When Ismael de la Paz, 83, felt no pain, died peacefully in his Florida home late last month. Afterward, close family members gathered in his front yard to look for his still-smoldering ashes. He had “treated us very good,” his niece, Lolita Deta, said.
But nearly 200 miles away in Pasco County, Fla., in the suburbs of Tampa, in the small town of New Port Richey, another de la Paz, 89, was being wheeled into a hospital for his 11th and final round of heart failure and high blood pressure.
He was moving to a nearby nursing home because the struggle to keep him alive at home had become too much for his physically frail and socially withdrawn wife, Helen. “Sometimes I would say to him, ‘You’re wasting your time,’ ” Mrs. de la Paz, 89, told the New York Times through a translator. But Mr. de la Paz had said little about his desire to die. He just wanted to pass.

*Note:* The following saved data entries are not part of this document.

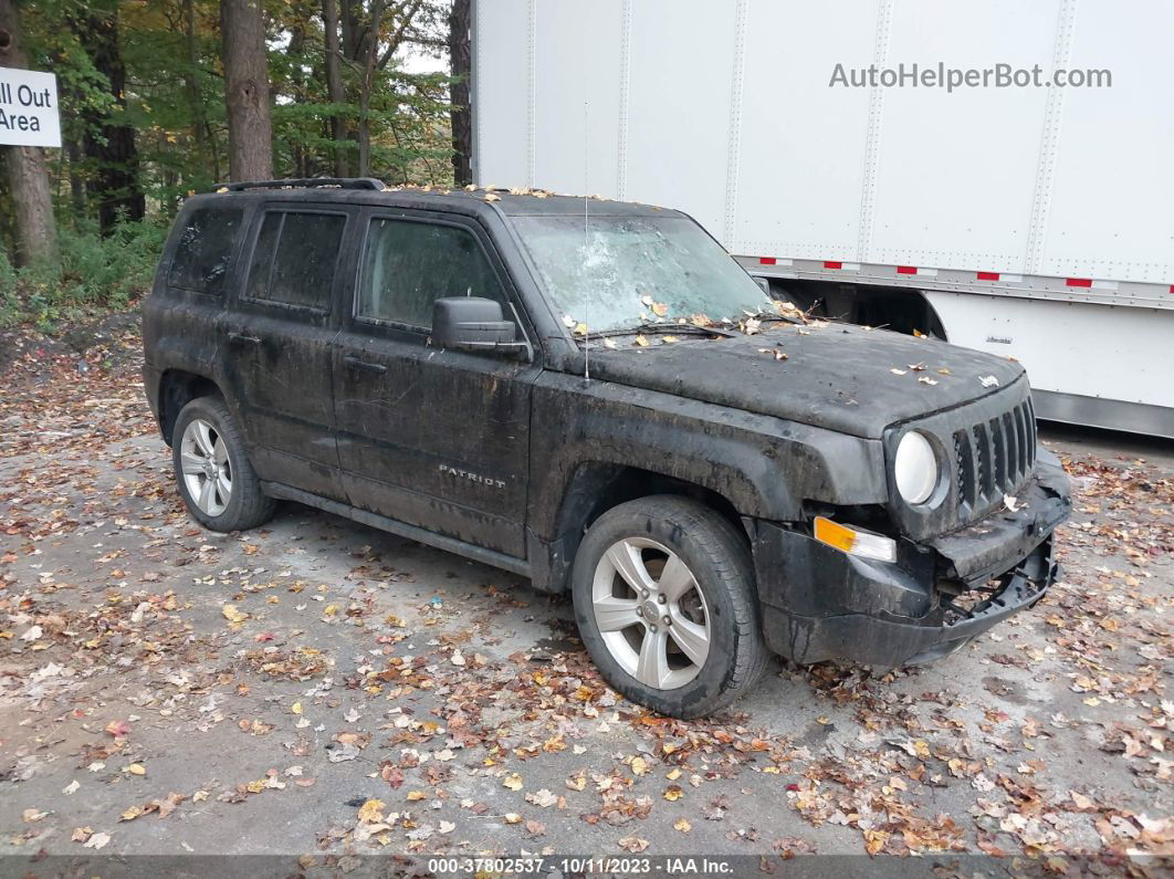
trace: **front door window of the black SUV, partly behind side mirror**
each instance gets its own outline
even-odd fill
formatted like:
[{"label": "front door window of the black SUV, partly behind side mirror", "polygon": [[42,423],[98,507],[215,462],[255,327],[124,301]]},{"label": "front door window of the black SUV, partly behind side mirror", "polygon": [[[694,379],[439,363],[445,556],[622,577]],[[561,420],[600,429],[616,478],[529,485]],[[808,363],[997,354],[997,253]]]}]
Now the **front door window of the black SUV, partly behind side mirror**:
[{"label": "front door window of the black SUV, partly behind side mirror", "polygon": [[406,219],[372,219],[363,257],[358,316],[432,327],[432,303],[446,296],[506,298],[467,229]]}]

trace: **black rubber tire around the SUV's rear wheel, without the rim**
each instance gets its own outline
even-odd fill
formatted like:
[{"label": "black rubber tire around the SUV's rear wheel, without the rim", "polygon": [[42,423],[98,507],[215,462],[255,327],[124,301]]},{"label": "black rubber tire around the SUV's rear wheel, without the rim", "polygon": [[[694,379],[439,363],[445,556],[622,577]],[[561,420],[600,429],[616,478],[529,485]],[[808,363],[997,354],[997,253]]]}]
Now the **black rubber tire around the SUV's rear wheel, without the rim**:
[{"label": "black rubber tire around the SUV's rear wheel, without the rim", "polygon": [[[188,426],[196,419],[205,421],[215,430],[228,453],[232,488],[223,511],[215,515],[200,508],[182,475],[183,438]],[[249,457],[244,451],[241,432],[237,430],[228,406],[220,397],[197,397],[180,411],[171,434],[171,462],[175,467],[175,482],[183,496],[183,502],[188,506],[188,512],[205,528],[214,532],[248,530],[272,518],[276,501],[261,491],[257,474],[254,472],[252,465],[249,464]]]}]

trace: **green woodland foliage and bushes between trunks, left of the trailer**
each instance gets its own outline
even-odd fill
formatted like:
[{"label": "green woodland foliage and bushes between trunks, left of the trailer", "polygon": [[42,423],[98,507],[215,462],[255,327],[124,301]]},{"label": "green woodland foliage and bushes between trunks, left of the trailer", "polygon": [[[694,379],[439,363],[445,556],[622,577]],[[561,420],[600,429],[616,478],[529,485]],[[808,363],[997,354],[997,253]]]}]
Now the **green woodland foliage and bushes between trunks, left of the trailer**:
[{"label": "green woodland foliage and bushes between trunks, left of the trailer", "polygon": [[[70,311],[121,307],[146,290],[183,198],[228,178],[220,2],[38,0],[20,6],[29,67],[53,70],[59,82],[65,148],[46,150],[46,157],[61,264],[11,264],[16,205],[0,180],[0,323],[52,323]],[[331,101],[322,0],[264,0],[274,174],[333,176],[339,160],[348,174],[357,174],[358,133],[366,122],[372,175],[391,183],[451,185],[450,77],[407,73],[403,63],[407,56],[443,56],[450,0],[339,0],[337,7],[348,25],[340,29],[343,100]],[[369,55],[377,7],[380,26]],[[126,70],[121,100],[112,94],[109,54],[92,58],[89,50],[104,50],[87,49],[95,45],[87,28],[103,25],[117,27],[114,60]],[[375,58],[367,88],[364,67]],[[337,141],[335,119],[343,129]],[[135,133],[130,167],[150,221],[123,223],[103,238],[96,229],[101,177],[115,165],[93,144],[106,142],[103,129],[110,126]]]}]

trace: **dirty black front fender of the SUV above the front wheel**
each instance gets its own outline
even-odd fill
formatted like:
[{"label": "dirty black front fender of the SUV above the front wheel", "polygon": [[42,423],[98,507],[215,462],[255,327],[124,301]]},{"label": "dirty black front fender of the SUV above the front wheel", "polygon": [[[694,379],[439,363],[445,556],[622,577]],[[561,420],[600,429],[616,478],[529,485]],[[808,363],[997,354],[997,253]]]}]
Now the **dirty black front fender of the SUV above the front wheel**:
[{"label": "dirty black front fender of the SUV above the front wheel", "polygon": [[531,516],[552,539],[583,464],[637,467],[700,486],[742,516],[803,518],[805,501],[883,503],[880,444],[817,427],[565,373],[535,383]]}]

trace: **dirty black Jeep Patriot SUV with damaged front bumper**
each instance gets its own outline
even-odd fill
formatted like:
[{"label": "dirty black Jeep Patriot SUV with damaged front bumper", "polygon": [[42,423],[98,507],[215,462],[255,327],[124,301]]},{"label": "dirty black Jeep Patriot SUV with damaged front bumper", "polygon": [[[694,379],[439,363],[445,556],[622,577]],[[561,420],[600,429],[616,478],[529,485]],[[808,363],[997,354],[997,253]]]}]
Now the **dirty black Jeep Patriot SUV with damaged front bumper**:
[{"label": "dirty black Jeep Patriot SUV with damaged front bumper", "polygon": [[926,662],[1037,602],[1070,511],[1027,377],[814,322],[688,216],[373,180],[189,198],[143,307],[191,514],[291,499],[569,590],[697,716],[797,662]]}]

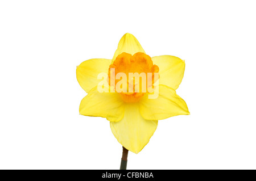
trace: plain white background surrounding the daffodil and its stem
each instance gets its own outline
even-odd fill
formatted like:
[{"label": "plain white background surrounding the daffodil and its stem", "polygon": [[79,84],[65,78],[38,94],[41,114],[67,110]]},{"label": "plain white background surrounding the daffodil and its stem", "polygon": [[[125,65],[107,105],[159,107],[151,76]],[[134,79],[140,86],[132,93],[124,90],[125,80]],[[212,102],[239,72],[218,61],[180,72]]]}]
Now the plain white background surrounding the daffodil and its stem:
[{"label": "plain white background surrounding the daffodil and its stem", "polygon": [[256,169],[255,1],[1,1],[0,169],[119,169],[109,121],[79,115],[76,66],[132,33],[186,62],[191,115],[159,121],[127,169]]}]

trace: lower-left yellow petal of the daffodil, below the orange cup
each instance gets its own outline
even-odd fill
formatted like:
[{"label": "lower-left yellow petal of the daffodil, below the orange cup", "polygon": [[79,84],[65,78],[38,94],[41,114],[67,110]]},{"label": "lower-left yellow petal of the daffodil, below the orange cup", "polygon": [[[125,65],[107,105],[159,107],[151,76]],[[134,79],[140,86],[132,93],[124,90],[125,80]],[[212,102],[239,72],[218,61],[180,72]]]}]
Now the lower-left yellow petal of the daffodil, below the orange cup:
[{"label": "lower-left yellow petal of the daffodil, below the orange cup", "polygon": [[100,93],[96,86],[82,99],[79,112],[84,116],[99,116],[106,117],[109,121],[120,121],[125,109],[118,93]]}]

For all intents and purposes, Mr. de la Paz’s remains stayed in New Port Richey.
The two de la Pazs did not have a relationship, and they rarely spoke. But nearly nine years ago, there came a storm of death and dread. A 75-year-old Georgia man with an enlarged heart died in his truck. According to his son, Michael, who wrote a book about the incident, those were not the only times his father had died under similar circumstances, though he could not name those before this one.
He learned about it as a teenager when the deathbed stories in his father’s Bible began to scare him.
“It frightened me,” he said. He started to change his reading habits — some of his own father’s fears had become his own, too. “I couldn’t close my eyes and think about that kind of thing,” he said.
His father still battled advanced lung cancer, and Mr. de la Paz said that despite the pain of this new illness, he insisted on bringing his father to Florida for a “final vacation.” But he ultimately was unable to take him, on doctor’s orders. “I didn’t want him to be like this for the rest of his life,” he said.